SSSSH letters by year

      SSSSH letters from Events



I gave a $40.00 tip to a waitress at the Mustard Seed Restaurant. I heard two waitresses talking that she had a sick child, was down on her luck, and the last table she waited on had stiffed her without leaving a tip at all. I left a SSSSH card with the tip. As I was leaving the restaurant I looked back at the table and saw her reading the SSSSH card and crying. I felt really good. I know according to Hal's anonymous giving I shouldn't have looked back because I received a reward for giving by seeing the waitress so happy. Does this still count as pull9ing a Reichle? Keep up the good work.


I gave the lady at the toll road booth $20.00 and ten SSSSH cards. I told her to pay for the tolls of the next few cards until the $20.00 was gone and to give each driver a SSSSH card. She seemed surprised and said she would. I hope she did. What if she kept the money?


I printed out some good deed cards from the hal site. I dropped one in the tip can at the end of the car wash with $10.00 attached. It made me feel good. I think they split the tips amonmg all the washers.

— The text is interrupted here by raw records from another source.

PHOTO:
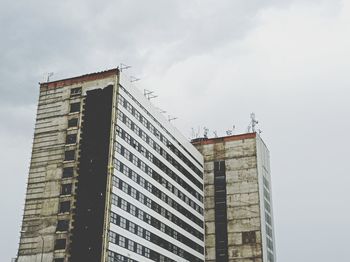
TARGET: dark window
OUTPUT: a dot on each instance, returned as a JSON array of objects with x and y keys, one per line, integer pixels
[
  {"x": 62, "y": 225},
  {"x": 71, "y": 139},
  {"x": 64, "y": 206},
  {"x": 66, "y": 189},
  {"x": 75, "y": 91},
  {"x": 74, "y": 107},
  {"x": 73, "y": 122},
  {"x": 220, "y": 211},
  {"x": 249, "y": 237},
  {"x": 69, "y": 155},
  {"x": 67, "y": 172},
  {"x": 60, "y": 244}
]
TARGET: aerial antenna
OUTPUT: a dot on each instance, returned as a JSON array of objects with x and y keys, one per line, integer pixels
[
  {"x": 134, "y": 79},
  {"x": 171, "y": 118},
  {"x": 123, "y": 66},
  {"x": 205, "y": 133},
  {"x": 253, "y": 123},
  {"x": 193, "y": 133},
  {"x": 161, "y": 110},
  {"x": 48, "y": 76},
  {"x": 231, "y": 131},
  {"x": 149, "y": 94}
]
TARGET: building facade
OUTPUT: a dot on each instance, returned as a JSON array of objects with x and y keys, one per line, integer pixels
[
  {"x": 110, "y": 179},
  {"x": 237, "y": 205}
]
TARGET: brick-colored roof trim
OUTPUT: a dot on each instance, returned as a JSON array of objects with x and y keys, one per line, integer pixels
[
  {"x": 224, "y": 139},
  {"x": 80, "y": 79}
]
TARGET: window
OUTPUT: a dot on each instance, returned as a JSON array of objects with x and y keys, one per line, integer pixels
[
  {"x": 148, "y": 235},
  {"x": 66, "y": 189},
  {"x": 74, "y": 107},
  {"x": 60, "y": 244},
  {"x": 75, "y": 91},
  {"x": 248, "y": 237},
  {"x": 140, "y": 214},
  {"x": 124, "y": 205},
  {"x": 71, "y": 139},
  {"x": 73, "y": 122},
  {"x": 62, "y": 225},
  {"x": 133, "y": 192},
  {"x": 64, "y": 206},
  {"x": 131, "y": 245},
  {"x": 140, "y": 231},
  {"x": 147, "y": 252},
  {"x": 132, "y": 210},
  {"x": 69, "y": 155},
  {"x": 131, "y": 227},
  {"x": 112, "y": 237},
  {"x": 67, "y": 172},
  {"x": 121, "y": 241},
  {"x": 138, "y": 249},
  {"x": 122, "y": 222}
]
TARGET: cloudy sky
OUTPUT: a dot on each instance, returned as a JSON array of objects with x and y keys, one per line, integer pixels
[{"x": 212, "y": 63}]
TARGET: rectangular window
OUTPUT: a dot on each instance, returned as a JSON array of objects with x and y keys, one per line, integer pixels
[
  {"x": 131, "y": 227},
  {"x": 138, "y": 249},
  {"x": 74, "y": 107},
  {"x": 75, "y": 91},
  {"x": 221, "y": 240},
  {"x": 73, "y": 122},
  {"x": 140, "y": 231},
  {"x": 131, "y": 245},
  {"x": 60, "y": 244},
  {"x": 132, "y": 210},
  {"x": 121, "y": 241},
  {"x": 249, "y": 237},
  {"x": 62, "y": 225},
  {"x": 71, "y": 139},
  {"x": 140, "y": 214},
  {"x": 122, "y": 222},
  {"x": 112, "y": 237},
  {"x": 64, "y": 207},
  {"x": 66, "y": 189},
  {"x": 67, "y": 172},
  {"x": 69, "y": 155}
]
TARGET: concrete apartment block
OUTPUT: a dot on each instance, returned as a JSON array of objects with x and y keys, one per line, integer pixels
[{"x": 237, "y": 199}]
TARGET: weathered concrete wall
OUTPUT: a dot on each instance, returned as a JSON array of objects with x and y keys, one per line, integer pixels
[
  {"x": 41, "y": 211},
  {"x": 243, "y": 203}
]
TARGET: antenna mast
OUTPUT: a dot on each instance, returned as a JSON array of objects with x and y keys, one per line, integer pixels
[{"x": 253, "y": 122}]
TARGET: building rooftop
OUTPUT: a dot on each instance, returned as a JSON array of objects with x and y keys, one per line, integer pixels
[
  {"x": 80, "y": 79},
  {"x": 207, "y": 141}
]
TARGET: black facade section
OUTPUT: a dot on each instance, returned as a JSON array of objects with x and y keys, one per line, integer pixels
[
  {"x": 220, "y": 211},
  {"x": 88, "y": 218}
]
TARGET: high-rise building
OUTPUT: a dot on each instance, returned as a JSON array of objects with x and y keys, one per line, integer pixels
[
  {"x": 110, "y": 179},
  {"x": 237, "y": 203}
]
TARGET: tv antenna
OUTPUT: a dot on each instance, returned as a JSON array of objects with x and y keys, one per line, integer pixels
[
  {"x": 171, "y": 118},
  {"x": 149, "y": 94},
  {"x": 205, "y": 133},
  {"x": 161, "y": 110},
  {"x": 231, "y": 131},
  {"x": 48, "y": 76},
  {"x": 253, "y": 123},
  {"x": 134, "y": 79},
  {"x": 123, "y": 66}
]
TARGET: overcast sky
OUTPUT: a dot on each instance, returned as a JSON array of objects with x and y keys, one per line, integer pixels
[{"x": 212, "y": 63}]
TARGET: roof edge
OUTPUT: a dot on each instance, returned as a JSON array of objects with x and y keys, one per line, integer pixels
[
  {"x": 215, "y": 140},
  {"x": 80, "y": 79}
]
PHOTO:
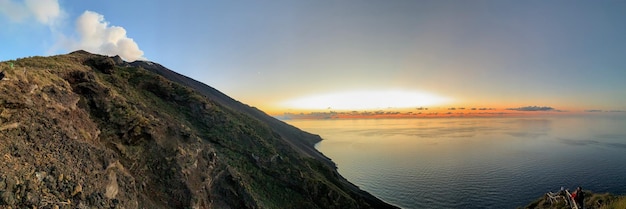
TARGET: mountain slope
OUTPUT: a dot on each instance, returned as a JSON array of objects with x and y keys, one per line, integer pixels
[{"x": 90, "y": 131}]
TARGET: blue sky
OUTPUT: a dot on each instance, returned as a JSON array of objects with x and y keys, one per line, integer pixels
[{"x": 564, "y": 54}]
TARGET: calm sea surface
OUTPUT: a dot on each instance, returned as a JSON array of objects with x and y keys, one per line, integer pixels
[{"x": 476, "y": 162}]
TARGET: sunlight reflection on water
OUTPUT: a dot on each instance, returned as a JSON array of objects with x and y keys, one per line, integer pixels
[{"x": 475, "y": 162}]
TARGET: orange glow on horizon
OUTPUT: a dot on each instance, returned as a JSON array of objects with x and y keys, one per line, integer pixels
[{"x": 364, "y": 100}]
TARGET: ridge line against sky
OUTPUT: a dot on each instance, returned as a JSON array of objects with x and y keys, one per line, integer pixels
[{"x": 569, "y": 55}]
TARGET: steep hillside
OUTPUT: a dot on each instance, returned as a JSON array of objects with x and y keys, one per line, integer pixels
[{"x": 90, "y": 131}]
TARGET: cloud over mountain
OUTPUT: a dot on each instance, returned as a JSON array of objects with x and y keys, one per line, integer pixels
[
  {"x": 91, "y": 31},
  {"x": 44, "y": 11},
  {"x": 532, "y": 108},
  {"x": 97, "y": 36}
]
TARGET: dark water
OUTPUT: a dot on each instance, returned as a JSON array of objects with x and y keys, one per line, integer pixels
[{"x": 476, "y": 162}]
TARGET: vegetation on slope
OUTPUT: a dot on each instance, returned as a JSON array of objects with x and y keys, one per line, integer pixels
[
  {"x": 592, "y": 201},
  {"x": 83, "y": 130}
]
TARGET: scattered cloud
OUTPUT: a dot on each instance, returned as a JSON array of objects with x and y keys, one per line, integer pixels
[
  {"x": 532, "y": 108},
  {"x": 97, "y": 36},
  {"x": 46, "y": 12}
]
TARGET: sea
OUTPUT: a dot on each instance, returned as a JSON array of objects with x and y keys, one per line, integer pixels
[{"x": 497, "y": 162}]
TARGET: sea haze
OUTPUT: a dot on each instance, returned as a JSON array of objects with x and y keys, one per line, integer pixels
[{"x": 476, "y": 162}]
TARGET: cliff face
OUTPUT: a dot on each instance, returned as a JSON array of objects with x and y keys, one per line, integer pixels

This is fun.


I bough a toy - a little wind up seal with a ball on its nose - and tried to give it to a small child walking with his mother in a super market parking lot. The mother would not let her little boy accepot the gift. The mother said their is a catch, that people don't do nice things like that any more that she is teaching her children to be afraid of approaching strangers. I asked the mother to read the Hal card, She didn't want to, she though it was a religious card asking for a donation or something similar. Finally she did. She felt better and took the toy seal. It's sad we live in a world where everyone is afraid of each other. Doing Reichles is good, but it is sometimes sad.

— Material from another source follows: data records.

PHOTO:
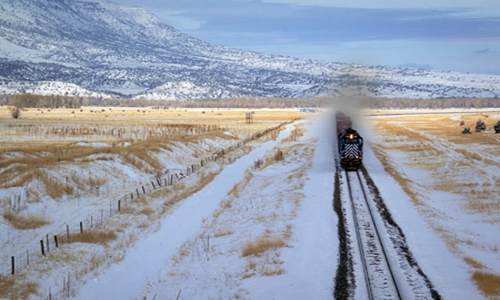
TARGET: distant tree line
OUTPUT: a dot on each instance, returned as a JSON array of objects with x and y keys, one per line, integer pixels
[{"x": 54, "y": 101}]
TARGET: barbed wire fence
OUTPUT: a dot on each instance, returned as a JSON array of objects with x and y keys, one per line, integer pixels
[{"x": 116, "y": 202}]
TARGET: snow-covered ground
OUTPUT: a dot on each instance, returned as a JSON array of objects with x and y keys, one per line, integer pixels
[{"x": 198, "y": 250}]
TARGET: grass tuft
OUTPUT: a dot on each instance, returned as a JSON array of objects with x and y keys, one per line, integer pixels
[
  {"x": 261, "y": 245},
  {"x": 93, "y": 237},
  {"x": 489, "y": 284}
]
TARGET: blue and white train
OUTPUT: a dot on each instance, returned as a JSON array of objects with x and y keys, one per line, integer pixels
[{"x": 350, "y": 144}]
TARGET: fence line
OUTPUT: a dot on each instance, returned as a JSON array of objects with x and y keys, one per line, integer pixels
[{"x": 52, "y": 242}]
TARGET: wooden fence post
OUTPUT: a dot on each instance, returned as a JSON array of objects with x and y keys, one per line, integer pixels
[{"x": 43, "y": 250}]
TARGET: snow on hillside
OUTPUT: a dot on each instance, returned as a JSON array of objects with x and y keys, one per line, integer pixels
[
  {"x": 197, "y": 250},
  {"x": 103, "y": 47}
]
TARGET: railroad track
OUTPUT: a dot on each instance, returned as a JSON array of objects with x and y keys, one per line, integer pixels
[
  {"x": 379, "y": 278},
  {"x": 383, "y": 267}
]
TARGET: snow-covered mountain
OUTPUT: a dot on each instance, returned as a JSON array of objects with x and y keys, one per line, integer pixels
[{"x": 99, "y": 48}]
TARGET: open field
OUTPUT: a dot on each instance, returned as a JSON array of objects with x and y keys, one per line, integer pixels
[
  {"x": 453, "y": 180},
  {"x": 65, "y": 166}
]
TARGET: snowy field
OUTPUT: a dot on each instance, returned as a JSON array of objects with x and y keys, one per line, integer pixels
[{"x": 259, "y": 224}]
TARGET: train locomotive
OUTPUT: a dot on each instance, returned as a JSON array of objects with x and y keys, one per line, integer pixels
[{"x": 350, "y": 144}]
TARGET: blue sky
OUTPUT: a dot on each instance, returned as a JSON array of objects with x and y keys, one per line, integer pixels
[{"x": 459, "y": 35}]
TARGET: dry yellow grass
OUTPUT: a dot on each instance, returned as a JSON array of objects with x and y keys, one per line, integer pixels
[
  {"x": 262, "y": 245},
  {"x": 93, "y": 237},
  {"x": 488, "y": 283},
  {"x": 455, "y": 163}
]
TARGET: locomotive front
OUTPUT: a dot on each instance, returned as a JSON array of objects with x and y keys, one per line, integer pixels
[{"x": 350, "y": 144}]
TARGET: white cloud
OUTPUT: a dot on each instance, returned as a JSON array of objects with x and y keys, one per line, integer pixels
[{"x": 478, "y": 7}]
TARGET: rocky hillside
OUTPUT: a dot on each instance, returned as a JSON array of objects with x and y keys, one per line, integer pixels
[{"x": 98, "y": 48}]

a friend trying to help too.


I was walking across a street in downtown Cleveland when a old man beggar approached me holding out a coffee cup asking for money for food. His name was Clarence. I told him I didn't believe he wanted the money for food, but for booze or drugs. He assured me it was for food for his family. I told him I did not believe he had a wife and kids. He said he did, and he lived in a little house about 10 miles away behind a beauty ship, and that he was just temporarily out of work, and that he thought begging was better than steeling. I told him again I didn't believe him. I said prove it, so I walked with him into a grocery store and told him to pick out what he needed. Each item he picked something he asked me if it was OK. I nodded yes. He kept asking with each item. I kept nodding yes. He picked bread, cereal, milk, bolonie, cup cakes, dried beef, fruits, beans, potatoes, and some candy. He kept asking permission for each thing. I kept nodding yes. He stopped, as if embarrassed, when he got to $50.00 worth of food. There were five bags of groceries. He could not carry them all. I asked how he was going to get them to his supposed house 10 miles away. Clarence was very polite and dignified. He said he would take the bus, that it goes buy his house. I said I didn't believe him, that I would drive him home, if this home existed. He thanked me and graciously asked for help carrying the groceries. I carried half of them as we went to my car parked one block away. He directed me to his house. It was ten miles away. It was behind a beauty shop. He did have a family and wife. He asked me my name and what church I went to. I told him I could not tell him my name and that I had not been in church in 20 years. I handed him a Hal card. He read it. He seemed confused. So was I. He was telling the truth all the time and I did not believe him. I apologized to Clarence. He did not understand why I was apologizing for buying his family food and driving him home. You're website is right. Sometimes giving is an adventure. I felt good, but I was also ashamed.



I saw that hotdogs were on sale in the grocery store so I purchased 100 of them and 100 buns. I then boiled them all on my stove in a large pot. When they were done, I put them into three 2-gallon thermos containers designed for drinks adding some of the hot water. I then drove to the inner city, set up a folding table on a street corner, put out ketchup, mustard, paper plates, and napkins. Within five minutes one man came and asked how much the hotdogs were. I said they were free. Twenty minutes later I was completely out of hot dogs. The homeless came from everywhere after only a few minutes. The word had quickly spread about my free hotdog stand. Where did they all come from? Where were they all hiding? How could they communicate with each other so fast? How could there be so many homeless in this one area? I was amazed! I had fun! I felt safe. I'm going to do this again. I did not give any of them good deed cards from Hal. I hope this still counts as pulling a Reichle?"